By allowing that evolution is a theory, scientists would hand fundamentalists the fig leaf they need to insist, at least among themselves, that the majestic words of the first chapter of Genesis are literal, not metaphorical, truths. They in return should make no objection to the teaching of evolution in science classes as a theory, which indeed it is.
It’s like one of the oldest creationist misconceptions in the book! Of course it’s a theory, but it’s a scientific theory, which means that it is a broad explanation that encompasses all the available evidence and has excellent predictive power to guide research. It’s not going to console creationists, unless we plan to also encourage them to continue believing that it means “just a guess”. And seriously, Wade believes that that’s enough to make all the creationists in the world simply fold up shop and go back to church, blissful and happy in a world full of singing angels and magic spun sugar fairy-tale castles? That is quite possibly the dumbest resolution of a chronic problem in the conflict between science and religion that I’ve ever read.

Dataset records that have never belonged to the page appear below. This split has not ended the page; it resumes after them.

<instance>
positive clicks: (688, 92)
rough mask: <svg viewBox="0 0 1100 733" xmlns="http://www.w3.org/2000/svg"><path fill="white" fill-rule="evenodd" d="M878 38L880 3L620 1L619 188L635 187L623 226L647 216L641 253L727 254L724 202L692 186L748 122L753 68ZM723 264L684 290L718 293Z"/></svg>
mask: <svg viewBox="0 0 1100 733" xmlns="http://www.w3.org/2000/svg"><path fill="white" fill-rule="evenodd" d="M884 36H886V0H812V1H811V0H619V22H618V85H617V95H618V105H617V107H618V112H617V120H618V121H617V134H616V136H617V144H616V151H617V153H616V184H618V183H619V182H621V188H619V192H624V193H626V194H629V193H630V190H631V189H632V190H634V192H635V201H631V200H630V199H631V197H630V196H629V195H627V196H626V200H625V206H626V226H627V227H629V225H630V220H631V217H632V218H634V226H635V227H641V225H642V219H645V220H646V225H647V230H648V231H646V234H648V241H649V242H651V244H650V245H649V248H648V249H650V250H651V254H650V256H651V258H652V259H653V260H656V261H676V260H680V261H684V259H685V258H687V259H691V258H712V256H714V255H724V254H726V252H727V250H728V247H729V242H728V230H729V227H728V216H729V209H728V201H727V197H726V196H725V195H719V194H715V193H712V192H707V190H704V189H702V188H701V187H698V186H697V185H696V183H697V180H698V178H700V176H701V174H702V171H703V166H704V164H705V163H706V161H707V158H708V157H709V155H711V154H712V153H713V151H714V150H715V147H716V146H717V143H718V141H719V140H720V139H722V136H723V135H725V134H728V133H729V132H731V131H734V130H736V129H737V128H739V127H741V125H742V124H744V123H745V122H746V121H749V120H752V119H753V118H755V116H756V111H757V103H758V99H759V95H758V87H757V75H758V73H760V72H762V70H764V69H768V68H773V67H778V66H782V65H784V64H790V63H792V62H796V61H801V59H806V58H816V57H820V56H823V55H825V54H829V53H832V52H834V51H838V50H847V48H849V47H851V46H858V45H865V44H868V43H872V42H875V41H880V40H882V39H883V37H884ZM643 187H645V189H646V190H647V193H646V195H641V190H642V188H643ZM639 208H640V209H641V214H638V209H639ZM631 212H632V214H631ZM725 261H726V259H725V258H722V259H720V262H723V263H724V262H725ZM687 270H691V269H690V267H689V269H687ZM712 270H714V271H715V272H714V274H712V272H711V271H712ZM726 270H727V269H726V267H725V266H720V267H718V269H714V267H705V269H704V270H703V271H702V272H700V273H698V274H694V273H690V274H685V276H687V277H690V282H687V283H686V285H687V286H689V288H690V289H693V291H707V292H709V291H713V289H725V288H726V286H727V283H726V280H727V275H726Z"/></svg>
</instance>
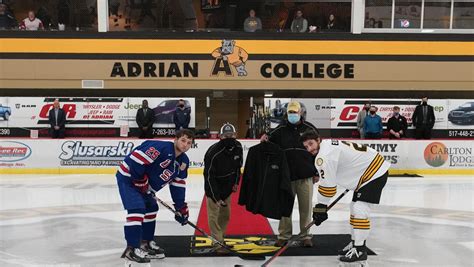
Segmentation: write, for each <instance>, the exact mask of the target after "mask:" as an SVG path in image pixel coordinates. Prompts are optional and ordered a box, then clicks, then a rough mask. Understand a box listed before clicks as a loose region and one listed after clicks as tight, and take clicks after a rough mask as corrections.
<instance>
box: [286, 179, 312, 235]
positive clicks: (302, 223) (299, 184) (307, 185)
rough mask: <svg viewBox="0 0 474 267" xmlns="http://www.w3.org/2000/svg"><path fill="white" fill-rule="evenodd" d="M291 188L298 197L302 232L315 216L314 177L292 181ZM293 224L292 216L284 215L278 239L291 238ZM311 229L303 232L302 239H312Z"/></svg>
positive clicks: (300, 226) (297, 197)
mask: <svg viewBox="0 0 474 267" xmlns="http://www.w3.org/2000/svg"><path fill="white" fill-rule="evenodd" d="M291 190H292V191H293V193H294V194H296V197H297V198H298V206H299V212H300V232H303V229H304V228H305V226H306V225H308V224H309V223H310V222H311V220H312V217H313V209H312V200H313V178H312V177H310V178H306V179H300V180H296V181H292V182H291ZM292 230H293V224H292V221H291V215H290V217H282V218H281V220H280V224H279V225H278V232H279V233H280V234H279V235H278V239H283V240H288V239H290V238H291V235H292ZM311 237H312V236H311V235H310V234H309V231H305V232H304V233H303V237H302V238H301V239H303V240H304V239H311Z"/></svg>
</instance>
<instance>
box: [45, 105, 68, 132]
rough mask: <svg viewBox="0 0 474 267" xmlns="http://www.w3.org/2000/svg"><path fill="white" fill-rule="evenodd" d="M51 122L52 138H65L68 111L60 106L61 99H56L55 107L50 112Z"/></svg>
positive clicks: (49, 113) (49, 114) (50, 121)
mask: <svg viewBox="0 0 474 267" xmlns="http://www.w3.org/2000/svg"><path fill="white" fill-rule="evenodd" d="M48 119H49V124H50V125H51V130H50V131H51V137H52V138H64V132H65V130H66V112H64V110H63V109H62V108H60V107H59V99H57V98H56V99H55V100H54V103H53V109H51V110H50V111H49V114H48Z"/></svg>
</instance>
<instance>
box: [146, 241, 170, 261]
mask: <svg viewBox="0 0 474 267" xmlns="http://www.w3.org/2000/svg"><path fill="white" fill-rule="evenodd" d="M141 249H142V250H143V251H144V252H145V253H146V256H145V257H146V258H148V259H152V260H154V259H164V258H165V250H164V249H162V248H160V247H159V246H158V244H156V242H155V241H154V240H151V241H147V242H146V243H142V246H141Z"/></svg>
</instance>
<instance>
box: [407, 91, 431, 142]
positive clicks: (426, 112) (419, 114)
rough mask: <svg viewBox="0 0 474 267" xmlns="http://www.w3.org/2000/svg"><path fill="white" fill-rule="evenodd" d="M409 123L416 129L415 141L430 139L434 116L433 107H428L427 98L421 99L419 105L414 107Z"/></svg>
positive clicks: (427, 99) (428, 106) (427, 100)
mask: <svg viewBox="0 0 474 267" xmlns="http://www.w3.org/2000/svg"><path fill="white" fill-rule="evenodd" d="M411 121H412V123H413V126H415V127H416V130H415V138H416V139H430V138H431V130H432V129H433V126H434V123H435V116H434V110H433V107H432V106H430V105H428V97H427V96H425V97H423V98H422V99H421V104H419V105H418V106H416V108H415V112H413V116H412V119H411Z"/></svg>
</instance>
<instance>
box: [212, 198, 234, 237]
mask: <svg viewBox="0 0 474 267" xmlns="http://www.w3.org/2000/svg"><path fill="white" fill-rule="evenodd" d="M224 202H225V204H227V207H220V206H219V205H217V203H215V202H214V201H213V200H212V198H209V197H208V198H207V222H208V224H209V229H211V235H212V236H213V237H214V238H215V239H217V240H219V241H220V242H224V235H225V231H226V230H227V224H228V223H229V219H230V196H229V197H228V198H226V199H225V200H224Z"/></svg>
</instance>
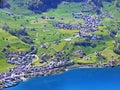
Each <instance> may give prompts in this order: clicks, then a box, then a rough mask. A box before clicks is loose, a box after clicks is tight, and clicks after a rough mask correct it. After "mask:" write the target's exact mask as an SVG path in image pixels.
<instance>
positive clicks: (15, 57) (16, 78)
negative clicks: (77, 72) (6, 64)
mask: <svg viewBox="0 0 120 90" xmlns="http://www.w3.org/2000/svg"><path fill="white" fill-rule="evenodd" d="M64 53H65V52H64V51H62V52H55V53H54V56H53V57H52V59H51V60H50V61H49V62H48V63H47V65H45V66H34V65H32V64H31V61H32V59H33V55H32V56H31V57H32V58H30V57H29V58H27V56H28V53H27V52H19V53H14V52H12V53H6V56H7V59H8V60H7V61H9V63H15V64H19V65H18V66H16V67H14V68H10V71H9V72H8V73H0V89H2V88H7V87H11V86H14V85H17V84H18V83H19V82H21V81H24V80H26V79H28V78H30V77H37V76H46V75H51V74H54V73H60V72H61V71H64V70H65V69H66V67H64V66H67V65H71V64H73V61H72V60H70V59H69V58H63V57H62V55H63V54H64ZM29 56H30V55H29ZM20 57H21V59H19V58H20ZM12 58H15V60H13V59H12ZM27 60H28V62H27V63H23V62H25V61H27ZM29 61H30V62H29ZM18 62H19V63H18Z"/></svg>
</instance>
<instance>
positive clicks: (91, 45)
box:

Hey, I’ve got an idea: we can solve all the problems in the Middle East by just getting the Jews and Christians and Moslems to admit that they’re all worshipping the same god. Presto! The fighting ends! (Sorry, I just felt my own words were a challenge and had to come up with an even dumber idea.)
And please, if you’ve ever read the Book of Genesis, practically the last word you’d ever apply to it is “majestic”. Petty, tribal, vicious, demented, small-minded, violent, bizarre…those are better words. And the first chapter isn’t really great poetry, I’m sorry to say — if you think otherwise, you’ve been brainwashed by the repetition. I’m really not prepared to abandon a commitment to scientific evidence just so some dim bumpkin can cling to his cherished belief that a poem saying a magic man poofed everything into existence is a deep insight.
I save the worst for last.
A scientific statesman, if there were such a person, would try to defuse the situation by professing respect for all religions and making a grand yet also trivial concession about the status of evolution.
I’m no statesman, but…you will never catch me lying and saying that I respect all religions. I do not, sir. Religions are systematic collections of threats and cajoling lies intended to bully a population into living in fear and supporting a parasitic priestly caste. They do not deserve respect. What they need is dismantling.
You will also not catch me making concessions about science simply to appease pious politicians. I will state the strengths and limitations without regard for the sensibilities of ignorant charlatans.
Damn, I really am not a statesman. But if that’s what a statesman does, you shouldn’t be able to find a scientist so willing to compromise on their principles to be one.